Безумие! Будто я позволю покуситься на особу королевской крови, даже для того, чтобы отомстить. Мой муж должен быть так же неприкосновенен, как я сама. Особа королевской крови священна, как божество. Будто кто-то, обладай он хоть половиной ума, затеет такой нелепый заговор. Только глупец станет взрывать весь дом, чтобы убить одного человека, когда того можно легко задушить подушкой, пока он храпит пьяный! Будто Ботвелл, умнейший и опаснейший человек в Шотландии, задействовал бы полдюжины подручных и несколько бочек пороха, когда хватило бы темной ночи и острого ножа.
И наконец, самое худшее: они говорят, что в награду за это неумелое убийство я сбежала с убийцей, графом Ботвеллом, зачала в прелюбодейской похоти ребенка, вышла замуж по любви и объявила войну своему собственному народу из одного злодейства.
Ни в чем этом я не виновна, как и в убийстве. Такова простая правда, и те, кто не может в нее поверить, уже решились ненавидеть меня за мое богатство, красоту, за мою веру или за то, что я рождена для величия. Все обвинения – лишь черный навет, calomnie vile. Полный вздор – повторять ее слово в слово, как собираются делать следователи Елизаветы. Крайнее скудоумие – делать из всего этого официальное расследование. Посмей кто сказать, что Елизавета нарушила целомудрие с Робертом Дадли или кем-то еще из полудюжины мужчин, кого приписывала ей молва за всю ее бесстыдную жизнь, начиная с ее собственного отчима Томаса Сеймура, когда она была еще девчонкой, его потащат к мировому судье, а потом к кузнецу, чтобы тот вырезал ему язык. Это верно, так и подобает поступать с преступниками. Честь королевы не должны пятнать пересудами. Королева должна казаться совершенной.
Но скажи кто, что я не целомудренна, – такая же королева, такая же помазанница божья, как и она, королевской крови с обеих сторон, чем она похвалиться не может, – и пожалуйста, повторяй это в Вестминстерском дворце перед любыми собравшимися, и это будет называться свидетельством.
Ну почему она такая безмозглая, почему позволяет сплетничать о королеве? Она что, не видит, что, разрешая чернить меня, вредит не только мне, но и моему званию, а оно такое же, как у нее? Пренебрежение ко мне заставит потускнеть и ее блеск. Нам обеим следует защищать свое положение.
Я королева, а к королевам прилагаются другие правила. Как женщине, мне приходилось выносить такое, что я, как королева, даже не произнесу вслух. Я не унижусь, чтобы признать, что со мною такое случалось. Да, меня похитили, меня заключили в тюрьму, меня изнасиловали – но я никогда, никогда на это не пожалуюсь. Я королева, и личность моя должна быть неприкосновенна, тело мое всегда свято, мое присутствие священно. Откажусь ли я от этих могучих чар ради того, чтобы стенать о своих обидах? Променяю ли величие на радость от слов сочувствия? Предпочту ли повелевать, или захочу поплакать о своих бедах? Стану отдавать приказы или рыдать возле очага с другими ущемленными женщинами?
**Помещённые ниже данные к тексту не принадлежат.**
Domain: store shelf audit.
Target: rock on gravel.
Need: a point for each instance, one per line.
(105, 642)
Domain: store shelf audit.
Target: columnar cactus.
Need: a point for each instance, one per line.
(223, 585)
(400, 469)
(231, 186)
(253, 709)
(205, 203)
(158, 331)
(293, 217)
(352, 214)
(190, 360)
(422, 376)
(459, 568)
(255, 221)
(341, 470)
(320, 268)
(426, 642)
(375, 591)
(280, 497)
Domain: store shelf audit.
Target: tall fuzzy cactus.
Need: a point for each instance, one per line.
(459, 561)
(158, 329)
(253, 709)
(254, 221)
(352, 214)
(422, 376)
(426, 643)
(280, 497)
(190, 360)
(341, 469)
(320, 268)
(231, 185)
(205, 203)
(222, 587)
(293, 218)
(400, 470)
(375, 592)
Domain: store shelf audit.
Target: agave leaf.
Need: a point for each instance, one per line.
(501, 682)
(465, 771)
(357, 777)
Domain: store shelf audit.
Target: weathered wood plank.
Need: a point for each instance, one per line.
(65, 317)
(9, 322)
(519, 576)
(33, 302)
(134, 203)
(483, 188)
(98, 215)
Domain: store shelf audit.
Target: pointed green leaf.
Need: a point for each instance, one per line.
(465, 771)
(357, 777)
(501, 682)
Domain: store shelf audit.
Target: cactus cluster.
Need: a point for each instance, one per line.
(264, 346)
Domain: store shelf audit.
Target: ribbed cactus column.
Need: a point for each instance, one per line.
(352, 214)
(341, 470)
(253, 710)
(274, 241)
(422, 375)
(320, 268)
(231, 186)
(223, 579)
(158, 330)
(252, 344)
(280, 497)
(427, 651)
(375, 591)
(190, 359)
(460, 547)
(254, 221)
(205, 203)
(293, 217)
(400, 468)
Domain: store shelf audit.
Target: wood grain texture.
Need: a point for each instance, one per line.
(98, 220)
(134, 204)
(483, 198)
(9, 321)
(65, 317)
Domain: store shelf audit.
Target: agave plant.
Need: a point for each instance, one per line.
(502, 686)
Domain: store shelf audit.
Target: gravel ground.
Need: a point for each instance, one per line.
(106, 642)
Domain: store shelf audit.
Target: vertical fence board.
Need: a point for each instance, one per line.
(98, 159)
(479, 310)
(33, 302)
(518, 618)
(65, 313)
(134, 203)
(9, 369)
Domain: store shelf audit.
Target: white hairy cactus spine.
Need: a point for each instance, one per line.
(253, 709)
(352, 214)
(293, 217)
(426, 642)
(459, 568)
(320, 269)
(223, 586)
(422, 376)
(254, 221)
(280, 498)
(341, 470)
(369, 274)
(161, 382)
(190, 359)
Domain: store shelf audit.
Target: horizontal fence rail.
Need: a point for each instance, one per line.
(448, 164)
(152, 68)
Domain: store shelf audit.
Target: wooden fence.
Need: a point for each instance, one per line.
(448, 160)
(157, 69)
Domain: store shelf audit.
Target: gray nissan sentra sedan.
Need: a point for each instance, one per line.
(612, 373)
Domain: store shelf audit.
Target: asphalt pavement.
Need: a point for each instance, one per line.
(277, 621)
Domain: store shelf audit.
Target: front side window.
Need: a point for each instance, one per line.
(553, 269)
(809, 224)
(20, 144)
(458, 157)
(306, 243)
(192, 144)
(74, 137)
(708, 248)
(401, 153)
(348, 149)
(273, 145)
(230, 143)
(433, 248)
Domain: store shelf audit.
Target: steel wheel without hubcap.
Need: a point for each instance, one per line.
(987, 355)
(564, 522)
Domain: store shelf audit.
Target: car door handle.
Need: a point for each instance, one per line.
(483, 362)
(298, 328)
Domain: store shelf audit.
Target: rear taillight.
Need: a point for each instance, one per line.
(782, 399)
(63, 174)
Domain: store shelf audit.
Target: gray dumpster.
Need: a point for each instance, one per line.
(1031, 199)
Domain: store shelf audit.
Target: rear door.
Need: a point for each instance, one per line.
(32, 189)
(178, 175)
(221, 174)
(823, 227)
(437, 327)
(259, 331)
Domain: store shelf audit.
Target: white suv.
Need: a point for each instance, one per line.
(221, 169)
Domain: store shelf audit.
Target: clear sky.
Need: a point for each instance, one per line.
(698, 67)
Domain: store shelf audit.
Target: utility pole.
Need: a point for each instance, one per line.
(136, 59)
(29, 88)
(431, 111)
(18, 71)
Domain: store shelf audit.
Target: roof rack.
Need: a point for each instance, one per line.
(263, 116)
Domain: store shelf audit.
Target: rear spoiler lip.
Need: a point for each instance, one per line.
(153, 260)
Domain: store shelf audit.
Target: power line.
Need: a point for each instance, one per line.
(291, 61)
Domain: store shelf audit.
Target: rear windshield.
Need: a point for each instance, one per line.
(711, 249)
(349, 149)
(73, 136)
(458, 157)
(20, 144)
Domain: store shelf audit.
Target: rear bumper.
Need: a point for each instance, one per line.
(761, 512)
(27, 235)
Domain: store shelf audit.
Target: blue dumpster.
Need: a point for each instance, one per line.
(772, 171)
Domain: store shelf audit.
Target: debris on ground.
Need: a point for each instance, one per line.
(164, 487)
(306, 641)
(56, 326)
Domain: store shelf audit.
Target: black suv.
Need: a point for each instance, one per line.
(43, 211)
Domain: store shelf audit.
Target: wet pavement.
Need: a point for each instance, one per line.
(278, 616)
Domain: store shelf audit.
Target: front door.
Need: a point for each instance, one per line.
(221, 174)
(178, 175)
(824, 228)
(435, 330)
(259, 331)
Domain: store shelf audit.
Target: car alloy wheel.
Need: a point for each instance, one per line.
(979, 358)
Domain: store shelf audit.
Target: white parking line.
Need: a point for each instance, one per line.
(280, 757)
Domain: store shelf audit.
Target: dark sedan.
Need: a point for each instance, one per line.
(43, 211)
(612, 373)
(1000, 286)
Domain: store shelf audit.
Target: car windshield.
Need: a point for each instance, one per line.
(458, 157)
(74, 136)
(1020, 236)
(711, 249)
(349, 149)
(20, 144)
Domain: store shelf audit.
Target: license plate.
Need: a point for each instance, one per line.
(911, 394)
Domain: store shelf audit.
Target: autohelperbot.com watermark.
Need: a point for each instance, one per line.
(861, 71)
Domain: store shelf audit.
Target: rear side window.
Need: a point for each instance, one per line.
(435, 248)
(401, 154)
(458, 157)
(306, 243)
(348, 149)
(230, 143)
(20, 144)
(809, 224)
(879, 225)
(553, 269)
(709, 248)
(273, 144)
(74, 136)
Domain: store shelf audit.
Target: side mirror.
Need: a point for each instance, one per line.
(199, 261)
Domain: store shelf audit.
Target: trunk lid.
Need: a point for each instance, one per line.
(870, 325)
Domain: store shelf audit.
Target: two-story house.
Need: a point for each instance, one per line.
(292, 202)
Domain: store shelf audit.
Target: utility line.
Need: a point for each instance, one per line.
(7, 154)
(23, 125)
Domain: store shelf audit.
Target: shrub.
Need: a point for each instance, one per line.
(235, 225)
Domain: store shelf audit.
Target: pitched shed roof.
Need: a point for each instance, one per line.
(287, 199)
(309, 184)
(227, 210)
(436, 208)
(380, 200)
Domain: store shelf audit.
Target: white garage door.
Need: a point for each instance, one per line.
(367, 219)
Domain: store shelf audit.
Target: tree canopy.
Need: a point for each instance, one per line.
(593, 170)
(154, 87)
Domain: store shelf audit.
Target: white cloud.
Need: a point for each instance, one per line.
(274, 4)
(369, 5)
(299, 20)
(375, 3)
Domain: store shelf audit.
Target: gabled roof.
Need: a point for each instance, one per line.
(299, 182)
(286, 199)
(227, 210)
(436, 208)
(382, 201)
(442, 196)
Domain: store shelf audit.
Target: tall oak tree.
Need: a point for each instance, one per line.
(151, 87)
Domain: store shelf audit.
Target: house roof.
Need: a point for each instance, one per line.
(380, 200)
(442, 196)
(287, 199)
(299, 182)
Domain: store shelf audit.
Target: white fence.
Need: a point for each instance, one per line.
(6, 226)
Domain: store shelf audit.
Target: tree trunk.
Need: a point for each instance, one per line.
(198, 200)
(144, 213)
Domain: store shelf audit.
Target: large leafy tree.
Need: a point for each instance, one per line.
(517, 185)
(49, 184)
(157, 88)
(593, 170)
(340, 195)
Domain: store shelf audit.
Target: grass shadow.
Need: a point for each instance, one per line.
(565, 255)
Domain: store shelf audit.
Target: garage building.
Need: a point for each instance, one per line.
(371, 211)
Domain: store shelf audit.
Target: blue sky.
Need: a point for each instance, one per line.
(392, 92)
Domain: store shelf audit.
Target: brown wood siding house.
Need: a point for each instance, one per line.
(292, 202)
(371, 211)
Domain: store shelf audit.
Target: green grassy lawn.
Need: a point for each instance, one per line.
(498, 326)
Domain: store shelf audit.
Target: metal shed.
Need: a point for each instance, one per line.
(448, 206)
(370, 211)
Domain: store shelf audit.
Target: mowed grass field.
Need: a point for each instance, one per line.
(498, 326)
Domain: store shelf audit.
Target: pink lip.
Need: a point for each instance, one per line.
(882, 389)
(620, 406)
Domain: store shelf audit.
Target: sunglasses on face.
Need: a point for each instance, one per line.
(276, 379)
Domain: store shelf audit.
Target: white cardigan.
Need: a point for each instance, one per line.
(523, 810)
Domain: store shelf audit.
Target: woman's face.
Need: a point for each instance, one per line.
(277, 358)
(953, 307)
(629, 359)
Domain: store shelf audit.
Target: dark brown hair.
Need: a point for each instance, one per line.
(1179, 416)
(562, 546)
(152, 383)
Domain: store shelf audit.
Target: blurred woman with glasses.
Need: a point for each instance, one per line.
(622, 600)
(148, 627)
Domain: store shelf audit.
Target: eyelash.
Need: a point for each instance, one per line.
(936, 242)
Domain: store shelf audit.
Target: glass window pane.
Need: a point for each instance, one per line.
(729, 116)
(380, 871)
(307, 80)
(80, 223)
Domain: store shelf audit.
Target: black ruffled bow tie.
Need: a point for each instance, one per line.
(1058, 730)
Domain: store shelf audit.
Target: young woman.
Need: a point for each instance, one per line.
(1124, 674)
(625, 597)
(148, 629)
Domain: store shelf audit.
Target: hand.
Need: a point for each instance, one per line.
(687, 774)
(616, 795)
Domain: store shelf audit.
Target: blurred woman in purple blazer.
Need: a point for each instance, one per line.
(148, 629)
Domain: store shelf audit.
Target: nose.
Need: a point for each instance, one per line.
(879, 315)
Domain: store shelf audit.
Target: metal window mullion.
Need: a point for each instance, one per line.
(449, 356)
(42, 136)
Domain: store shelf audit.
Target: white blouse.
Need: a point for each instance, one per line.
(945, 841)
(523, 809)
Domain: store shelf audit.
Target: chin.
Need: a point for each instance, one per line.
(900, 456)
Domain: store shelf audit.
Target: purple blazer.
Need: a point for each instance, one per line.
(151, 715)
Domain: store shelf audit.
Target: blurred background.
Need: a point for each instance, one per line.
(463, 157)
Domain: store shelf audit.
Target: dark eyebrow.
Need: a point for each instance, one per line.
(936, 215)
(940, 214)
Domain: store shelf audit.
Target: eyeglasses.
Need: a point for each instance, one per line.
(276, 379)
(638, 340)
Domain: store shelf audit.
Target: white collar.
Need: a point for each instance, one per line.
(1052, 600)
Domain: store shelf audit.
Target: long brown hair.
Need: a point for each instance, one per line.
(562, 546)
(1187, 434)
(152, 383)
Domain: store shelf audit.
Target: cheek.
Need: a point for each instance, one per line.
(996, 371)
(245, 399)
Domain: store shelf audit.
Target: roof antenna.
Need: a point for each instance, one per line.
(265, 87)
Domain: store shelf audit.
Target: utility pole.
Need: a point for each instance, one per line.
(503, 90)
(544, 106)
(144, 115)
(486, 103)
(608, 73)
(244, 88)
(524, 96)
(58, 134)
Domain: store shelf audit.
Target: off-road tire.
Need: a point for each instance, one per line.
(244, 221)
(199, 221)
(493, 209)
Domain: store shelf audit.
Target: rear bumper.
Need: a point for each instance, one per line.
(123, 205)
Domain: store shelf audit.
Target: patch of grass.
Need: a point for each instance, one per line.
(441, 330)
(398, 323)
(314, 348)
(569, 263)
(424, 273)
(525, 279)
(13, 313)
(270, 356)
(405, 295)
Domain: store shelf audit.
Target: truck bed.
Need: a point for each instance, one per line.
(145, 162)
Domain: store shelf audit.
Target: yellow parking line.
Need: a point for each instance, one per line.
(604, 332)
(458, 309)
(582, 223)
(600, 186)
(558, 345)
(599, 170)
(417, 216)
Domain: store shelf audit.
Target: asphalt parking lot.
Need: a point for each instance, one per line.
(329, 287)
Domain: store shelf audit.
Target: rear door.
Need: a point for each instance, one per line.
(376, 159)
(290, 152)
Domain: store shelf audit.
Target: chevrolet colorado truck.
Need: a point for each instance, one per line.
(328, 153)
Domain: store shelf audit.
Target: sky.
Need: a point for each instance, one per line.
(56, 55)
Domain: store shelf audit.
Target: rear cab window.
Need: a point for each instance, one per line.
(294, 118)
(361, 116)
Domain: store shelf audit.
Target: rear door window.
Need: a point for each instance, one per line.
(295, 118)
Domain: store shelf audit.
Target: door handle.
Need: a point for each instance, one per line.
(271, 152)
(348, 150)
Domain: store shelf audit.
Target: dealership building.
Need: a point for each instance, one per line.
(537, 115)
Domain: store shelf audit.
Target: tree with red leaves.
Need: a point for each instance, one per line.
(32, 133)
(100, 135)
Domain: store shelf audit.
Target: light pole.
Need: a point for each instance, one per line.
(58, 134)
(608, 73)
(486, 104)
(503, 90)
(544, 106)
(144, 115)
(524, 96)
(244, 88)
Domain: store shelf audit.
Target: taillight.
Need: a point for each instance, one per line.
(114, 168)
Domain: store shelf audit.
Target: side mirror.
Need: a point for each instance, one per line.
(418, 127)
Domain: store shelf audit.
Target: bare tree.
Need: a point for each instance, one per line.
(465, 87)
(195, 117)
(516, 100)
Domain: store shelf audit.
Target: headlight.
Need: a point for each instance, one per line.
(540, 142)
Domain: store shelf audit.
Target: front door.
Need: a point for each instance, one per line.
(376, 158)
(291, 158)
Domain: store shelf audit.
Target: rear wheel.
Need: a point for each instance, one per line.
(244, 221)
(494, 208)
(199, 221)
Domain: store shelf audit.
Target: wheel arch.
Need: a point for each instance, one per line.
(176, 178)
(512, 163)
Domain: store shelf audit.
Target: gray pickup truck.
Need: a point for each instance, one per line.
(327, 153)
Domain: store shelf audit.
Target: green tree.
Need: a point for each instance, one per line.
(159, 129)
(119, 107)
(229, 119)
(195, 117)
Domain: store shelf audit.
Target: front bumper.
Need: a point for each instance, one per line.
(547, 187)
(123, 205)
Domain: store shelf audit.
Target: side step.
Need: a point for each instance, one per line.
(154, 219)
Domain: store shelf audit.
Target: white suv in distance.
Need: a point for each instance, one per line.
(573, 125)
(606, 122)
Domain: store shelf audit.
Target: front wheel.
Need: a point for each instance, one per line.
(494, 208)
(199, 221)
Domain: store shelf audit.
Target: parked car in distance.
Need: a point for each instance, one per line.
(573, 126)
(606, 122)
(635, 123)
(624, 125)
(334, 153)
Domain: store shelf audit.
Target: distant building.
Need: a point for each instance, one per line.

Разумеется. Ответ на это прост. Bien sûr. Никто никогда не должен меня жалеть. Меня можно любить, или ненавидеть, или бояться. Но я не позволю никому себя жалеть. Конечно, когда меня спросят: «Был ли Ботвелл груб с тобой?» – я ничего не отвечу, вовсе ничего, ни единого слова. Королева не жалуется, что с ней дурно обошлись. Королева отрицает, что такое может случиться. Я не могу позволить, чтобы у меня отняли меня саму, не могу уронить свое достоинство. Со мной могли обходиться дурно, но я всегда буду это отрицать. Сижу я на троне или облачена в лохмотья, я все равно королева. Я не из простолюдинов, которым приходится надеяться, что заслужат право ходить в бархате, или всю жизнь носить домотканое. Я выше простых мужчин и женщин всех сословий. Я посвящена, я избрана Богом. Как можно быть таким тупым, чтобы этого не понимать? Я могла бы быть худшей из женщин, но все равно осталась бы королевой. Могла бы кувыркаться с дюжиной итальянских секретарей, с целым полком ботвеллов и всем им писать любовные стихи, и все равно осталась бы королевой.